Your projects range from built physical things in the real world—buildings and infrastructural installations, for instance—to projective or speculative projects with huge ambitions. Can you tell us a little about how you envision the relationship between these different types of work as it relates to the identity of your practice?

It has to do with this idea of practice, and also what a young architect can do within certain situations. When you get out of school, what kind of work are you doing, versus once you’re ten or fifteen years out of school, what are you capable of doing, what do you have under your belt? Some of the speculative work came out of a moment when I didn’t think building was the right answer right then—I just wanted to explore and think about how to experiment.

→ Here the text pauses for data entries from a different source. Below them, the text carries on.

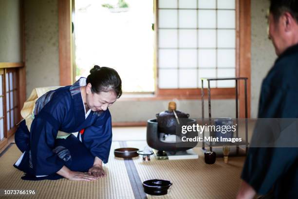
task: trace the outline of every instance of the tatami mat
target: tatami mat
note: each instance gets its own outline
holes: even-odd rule
[[[128,141],[127,145],[143,149],[146,141]],[[218,158],[214,164],[205,163],[199,148],[195,159],[156,160],[149,161],[133,159],[142,181],[159,179],[170,180],[173,186],[164,199],[234,199],[240,184],[240,175],[244,158],[231,157],[225,164]],[[148,198],[153,197],[147,195]]]
[[[135,140],[125,144],[140,150],[147,145],[146,141]],[[12,166],[20,155],[16,145],[13,144],[0,157],[0,189],[34,190],[36,194],[30,197],[27,195],[0,196],[0,198],[134,199],[135,196],[143,195],[141,182],[153,179],[173,182],[170,193],[159,198],[235,198],[240,183],[243,157],[231,157],[228,164],[219,158],[214,164],[208,165],[204,162],[200,148],[196,148],[194,150],[199,154],[198,159],[157,160],[151,157],[151,161],[145,162],[139,157],[126,162],[114,157],[113,149],[120,146],[118,142],[112,142],[109,163],[105,165],[106,178],[90,182],[66,179],[37,181],[21,179],[22,172]],[[139,194],[136,194],[137,192]],[[155,198],[149,195],[147,197]]]
[[[0,189],[34,190],[36,194],[18,196],[0,196],[3,199],[133,199],[124,161],[116,159],[113,149],[119,148],[113,142],[109,163],[105,165],[107,177],[92,181],[57,180],[27,181],[20,179],[22,172],[12,165],[21,155],[16,144],[0,157]]]

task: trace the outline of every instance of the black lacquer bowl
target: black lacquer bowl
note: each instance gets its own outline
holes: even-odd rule
[[[144,191],[147,194],[163,196],[169,192],[172,184],[173,183],[168,180],[153,179],[143,182],[143,187]]]
[[[117,158],[132,158],[139,156],[136,148],[119,148],[114,150],[114,155]]]

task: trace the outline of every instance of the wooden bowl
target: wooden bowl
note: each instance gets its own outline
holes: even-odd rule
[[[139,156],[136,148],[119,148],[114,150],[114,155],[117,158],[132,158]]]

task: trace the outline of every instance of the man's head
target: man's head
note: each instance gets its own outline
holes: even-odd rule
[[[270,0],[269,37],[279,56],[298,44],[298,0]]]

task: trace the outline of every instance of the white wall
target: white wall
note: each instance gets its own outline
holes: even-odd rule
[[[257,116],[261,84],[276,57],[267,36],[268,0],[251,0],[251,116]],[[36,87],[59,84],[57,1],[27,0],[25,6],[27,95]],[[169,100],[117,101],[110,108],[114,121],[144,121],[167,109]],[[235,117],[234,100],[212,101],[214,117]],[[180,100],[178,109],[201,117],[201,101]],[[205,113],[207,113],[207,103]],[[205,115],[206,116],[207,115]]]
[[[28,97],[34,88],[59,85],[58,0],[25,1]]]
[[[0,0],[0,62],[22,62],[19,0]]]

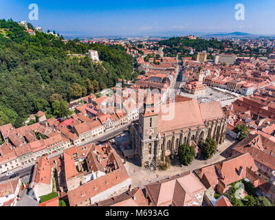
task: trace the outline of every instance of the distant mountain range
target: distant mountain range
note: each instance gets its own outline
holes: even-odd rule
[[[245,32],[220,32],[220,33],[206,33],[206,32],[191,32],[182,31],[167,31],[162,32],[147,32],[140,34],[89,34],[87,33],[74,32],[60,32],[61,34],[66,38],[113,38],[113,37],[160,37],[160,38],[170,38],[172,36],[182,36],[189,34],[192,34],[202,38],[275,38],[275,35],[268,34],[254,34]]]
[[[258,35],[245,33],[245,32],[232,32],[232,33],[218,33],[218,34],[206,34],[204,36],[213,36],[213,37],[253,37],[257,36]]]

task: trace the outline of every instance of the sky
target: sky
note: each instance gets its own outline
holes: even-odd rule
[[[29,19],[29,5],[38,19]],[[235,5],[244,6],[236,20]],[[0,19],[26,21],[44,30],[87,36],[243,32],[275,34],[274,0],[1,0]]]

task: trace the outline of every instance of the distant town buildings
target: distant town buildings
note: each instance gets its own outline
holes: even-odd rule
[[[88,52],[89,52],[89,57],[93,61],[99,61],[99,57],[98,57],[98,51],[94,50],[89,50]]]
[[[198,52],[196,56],[196,60],[199,62],[206,62],[207,58],[206,52]]]
[[[215,64],[219,63],[226,63],[227,64],[234,64],[236,61],[236,55],[219,54],[214,56],[214,62]]]

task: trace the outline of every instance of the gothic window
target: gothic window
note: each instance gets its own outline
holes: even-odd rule
[[[167,147],[166,147],[166,149],[167,150],[169,150],[169,151],[171,151],[172,149],[171,149],[171,141],[170,140],[168,140],[168,142],[167,142]]]
[[[152,144],[149,144],[149,153],[152,154]]]
[[[179,148],[179,138],[177,138],[176,140],[176,151]]]

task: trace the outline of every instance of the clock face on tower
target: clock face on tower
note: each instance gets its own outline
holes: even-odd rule
[[[148,129],[147,130],[147,135],[151,135],[154,134],[154,129]]]

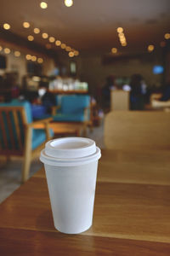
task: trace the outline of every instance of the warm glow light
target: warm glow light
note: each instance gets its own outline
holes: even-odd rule
[[[123,32],[123,28],[122,27],[117,27],[117,32],[118,33],[122,33]]]
[[[48,8],[48,4],[47,4],[46,2],[42,2],[42,3],[40,3],[40,7],[42,9],[47,9]]]
[[[66,44],[61,44],[61,49],[65,49]]]
[[[28,27],[30,27],[30,23],[25,21],[25,22],[23,22],[23,26],[24,26],[25,28],[28,28]]]
[[[75,55],[75,56],[77,56],[79,55],[79,51],[78,50],[75,50],[74,51],[74,55]]]
[[[30,61],[30,60],[31,60],[31,55],[26,55],[26,60]]]
[[[34,32],[35,32],[35,34],[39,34],[40,29],[37,28],[37,27],[35,27],[35,28],[34,28]]]
[[[46,46],[47,49],[51,49],[51,44],[46,44],[45,46]]]
[[[49,42],[50,42],[50,43],[55,42],[55,38],[54,38],[54,37],[50,37],[50,38],[49,38]]]
[[[61,45],[61,41],[56,40],[56,41],[55,41],[55,44],[56,44],[57,46]]]
[[[65,50],[66,50],[66,51],[71,51],[71,48],[70,46],[66,46],[66,47],[65,47]]]
[[[121,44],[126,43],[126,38],[120,39]]]
[[[111,52],[114,54],[114,53],[116,53],[117,52],[117,49],[116,48],[112,48],[111,49]]]
[[[166,39],[170,39],[170,33],[166,33],[166,34],[164,35],[164,38],[165,38]]]
[[[154,50],[154,45],[153,44],[150,44],[149,46],[148,46],[148,51],[153,51]]]
[[[4,48],[4,53],[6,53],[7,55],[8,55],[10,53],[10,49]]]
[[[48,33],[42,33],[42,38],[44,38],[44,39],[47,39],[48,38]]]
[[[14,55],[15,57],[20,57],[20,52],[19,50],[14,51]]]
[[[42,63],[43,62],[43,59],[42,58],[37,58],[37,62],[38,63]]]
[[[65,0],[65,5],[66,7],[71,7],[73,5],[73,0]]]
[[[74,53],[72,51],[69,52],[69,57],[74,57]]]
[[[125,35],[124,35],[124,33],[119,33],[118,37],[119,37],[119,38],[125,38]]]
[[[27,38],[28,38],[28,41],[33,41],[34,40],[34,37],[31,36],[31,35],[28,36]]]
[[[37,56],[34,56],[34,55],[31,56],[31,61],[37,61]]]
[[[127,46],[127,42],[123,42],[123,43],[122,44],[122,46]]]
[[[164,41],[162,41],[162,42],[160,43],[160,46],[161,46],[161,47],[165,47],[165,46],[166,46],[166,43],[165,43]]]
[[[8,24],[8,23],[4,23],[4,24],[3,24],[3,28],[6,29],[6,30],[8,30],[8,29],[10,28],[10,25]]]

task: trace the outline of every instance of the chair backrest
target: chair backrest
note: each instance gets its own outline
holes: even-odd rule
[[[0,104],[1,154],[23,154],[26,124],[30,122],[31,113],[28,102]]]
[[[111,90],[111,110],[129,110],[129,91],[123,90]]]
[[[170,149],[170,113],[114,111],[105,119],[107,148]]]
[[[65,96],[61,99],[61,112],[63,113],[83,113],[85,108],[90,104],[90,96]]]

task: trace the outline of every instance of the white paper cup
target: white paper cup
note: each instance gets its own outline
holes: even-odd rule
[[[82,233],[92,225],[100,149],[88,138],[49,141],[42,150],[55,228]]]

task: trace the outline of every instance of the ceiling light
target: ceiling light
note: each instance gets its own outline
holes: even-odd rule
[[[51,44],[46,44],[45,46],[46,46],[47,49],[51,49]]]
[[[37,62],[38,63],[42,63],[43,62],[43,59],[42,58],[37,58]]]
[[[123,43],[122,44],[122,46],[127,46],[127,42],[123,42]]]
[[[117,49],[116,48],[112,48],[111,49],[111,52],[114,54],[114,53],[116,53],[117,52]]]
[[[31,35],[28,36],[27,38],[28,38],[28,41],[33,41],[34,40],[34,37],[31,36]]]
[[[65,47],[65,50],[66,50],[66,51],[71,51],[71,48],[70,46],[66,46],[66,47]]]
[[[55,41],[55,44],[56,44],[57,46],[61,45],[61,41],[56,40],[56,41]]]
[[[4,53],[8,55],[10,53],[10,49],[8,48],[4,48]]]
[[[161,47],[165,47],[165,46],[166,46],[165,41],[162,41],[162,42],[160,43],[160,46],[161,46]]]
[[[65,49],[66,44],[61,44],[61,49]]]
[[[153,44],[150,44],[149,46],[148,46],[148,51],[153,51],[154,50],[154,45]]]
[[[8,23],[4,23],[4,24],[3,24],[3,28],[6,29],[6,30],[8,30],[8,29],[10,28],[10,25],[8,24]]]
[[[50,38],[49,38],[49,42],[50,42],[50,43],[55,42],[55,38],[54,38],[54,37],[50,37]]]
[[[23,26],[24,26],[25,28],[28,28],[28,27],[30,27],[30,23],[25,21],[25,22],[23,22]]]
[[[34,55],[31,56],[31,61],[37,61],[37,56],[34,56]]]
[[[125,38],[125,35],[124,35],[124,33],[119,33],[118,37],[119,37],[119,38]]]
[[[165,38],[166,39],[170,39],[170,33],[166,33],[166,34],[164,35],[164,38]]]
[[[117,27],[117,32],[118,33],[123,32],[123,28],[122,27]]]
[[[14,55],[15,57],[20,57],[20,52],[19,50],[14,51]]]
[[[37,28],[37,27],[35,27],[35,28],[34,28],[34,32],[35,32],[35,34],[39,34],[40,29]]]
[[[69,57],[71,58],[74,57],[74,53],[72,51],[69,52]]]
[[[41,7],[42,9],[47,9],[47,8],[48,8],[48,4],[47,4],[46,2],[41,2],[41,3],[40,3],[40,7]]]
[[[31,55],[26,55],[26,60],[30,61],[30,60],[31,60]]]
[[[71,7],[73,5],[73,0],[65,0],[65,5],[66,7]]]
[[[75,55],[75,56],[77,56],[79,55],[79,51],[78,50],[75,50],[74,51],[74,55]]]
[[[47,39],[48,38],[48,33],[42,33],[42,38],[44,38],[44,39]]]

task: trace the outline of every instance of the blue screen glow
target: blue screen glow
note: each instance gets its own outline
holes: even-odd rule
[[[153,67],[153,73],[157,74],[157,73],[162,73],[164,71],[164,68],[162,66],[154,66]]]

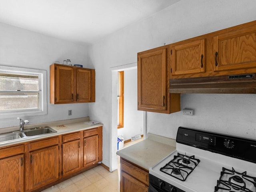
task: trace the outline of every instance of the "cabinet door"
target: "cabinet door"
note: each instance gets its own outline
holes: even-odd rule
[[[59,177],[58,146],[47,147],[29,153],[30,189],[42,186]]]
[[[172,75],[198,73],[205,71],[204,39],[172,45]]]
[[[84,139],[84,166],[94,164],[98,161],[98,136]]]
[[[91,70],[76,69],[76,101],[91,100]]]
[[[120,192],[148,192],[148,187],[125,172],[121,171]]]
[[[23,154],[0,159],[0,191],[24,191],[24,159]]]
[[[62,144],[62,171],[66,176],[80,168],[80,140]]]
[[[138,54],[138,110],[167,109],[167,49]]]
[[[215,38],[215,71],[256,67],[256,31],[236,33]]]
[[[56,103],[74,100],[74,68],[57,65],[56,67]]]

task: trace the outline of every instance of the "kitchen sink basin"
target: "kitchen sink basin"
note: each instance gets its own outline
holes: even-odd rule
[[[44,135],[50,133],[56,133],[57,132],[50,127],[46,127],[42,128],[35,128],[27,131],[25,131],[24,134],[27,137],[32,137],[37,135]]]
[[[3,133],[0,134],[0,143],[56,132],[57,132],[56,131],[50,127],[43,127],[39,128],[35,128],[23,131]]]
[[[21,139],[24,137],[25,135],[21,132],[0,134],[0,142]]]

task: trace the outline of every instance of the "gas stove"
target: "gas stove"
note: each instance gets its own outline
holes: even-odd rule
[[[148,192],[256,192],[256,140],[180,127]]]

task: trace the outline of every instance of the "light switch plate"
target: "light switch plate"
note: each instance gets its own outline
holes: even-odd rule
[[[193,115],[193,110],[192,109],[182,109],[182,113],[184,115]]]

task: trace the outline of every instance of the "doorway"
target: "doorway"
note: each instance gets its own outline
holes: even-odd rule
[[[110,171],[117,169],[117,136],[122,134],[124,140],[136,134],[146,135],[144,112],[137,110],[137,63],[112,68],[112,120],[110,135]],[[118,126],[118,75],[124,71],[124,127]],[[145,138],[146,137],[144,137]]]

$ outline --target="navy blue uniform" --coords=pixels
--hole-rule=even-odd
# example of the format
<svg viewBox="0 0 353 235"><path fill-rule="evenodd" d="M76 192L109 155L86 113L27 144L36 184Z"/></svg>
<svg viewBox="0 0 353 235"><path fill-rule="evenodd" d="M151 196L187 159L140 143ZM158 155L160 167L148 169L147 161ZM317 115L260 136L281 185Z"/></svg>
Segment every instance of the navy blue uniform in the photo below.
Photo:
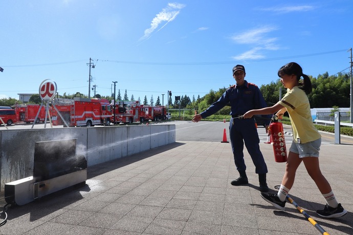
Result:
<svg viewBox="0 0 353 235"><path fill-rule="evenodd" d="M267 166L260 151L260 139L255 120L236 118L250 110L267 107L260 89L256 85L246 81L242 86L233 85L227 89L217 101L200 114L202 118L205 118L214 114L229 102L231 106L230 115L232 115L229 132L236 169L238 171L246 170L243 153L245 143L245 146L255 166L255 173L267 173ZM269 125L271 115L262 116L267 119L266 125Z"/></svg>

I had some time to do research, and I think that came out inevitably from that moment. I’m doing much more built work now, which is great. But I don’t think too much about the identity of the practice. There are certain moments in one’s practice or in one’s trajectory where certain things feel appropriate. And I guess I like to think that there’s a speculative dimension to built work. I also feel like you have to have larger conceptual or speculative ideas at the beginning of your career, before you get into nitty-gritty details of a door schedule. I think it’s important to lay out what is foundational or influential, as well as the values or ethics of your practice. Architecture is so detailed that you have to really think about what are the big ideas, what’s important to you, so you don’t lose sight of those things. So, the speculative work and some of the installation-scale work help me to identify those things.